Embora já tenha estado em Egyptum outras vezes, era a primeira vez que o Fernando estava ali a passeio, e tivera de fato a oportunidade de conhecer o local. Era engraçado vê-lo girar no lugar enquanto andávamos, observando cada detalhe do templo. Às vezes, ele tinha que apertar o passo para conseguir acompanhar o filho de Hórus, que saltitava à nossa frente, nos guiando. Dava para ver a paixão dele por arquitetura na maneira em que ele enfatizava os detalhes do templo.
- E ali tem a Sala Secreta.

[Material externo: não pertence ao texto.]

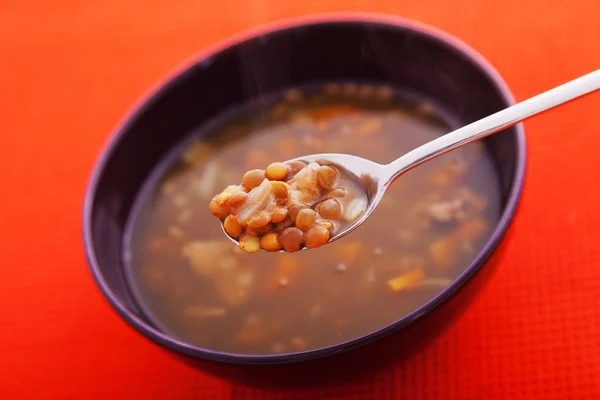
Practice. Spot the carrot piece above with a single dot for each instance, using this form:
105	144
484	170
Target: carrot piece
444	251
406	281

Até onde eu sei, o poder do Espírito Oracular é mais forte lá.
- Você nem imagina quanto. - Concordei. Aí, me dirigi ao Fernando - E então?
- Esse lugar é incrível! - sorriu - E é calmo! Eu adorei! Certeza que é impossível alguém se estressar aqui.
- Pfff. - Melkor caiu na gargalhada - Impossível? Cê devia ver quando ela tá atendendo os requerentes! Tem cada Egyptiliano insuportável! - e sussurrou - Uma vez uma moça veio reclamar com ela porque o marido deitou com outra, cê acredita?
- Ô, Melkor! - Senti minhas bochechas corarem - Mas é verdade. Nem sempre é tão calmo aqui.
- E hoje só tá calmo porque eu expulsei todo mundo.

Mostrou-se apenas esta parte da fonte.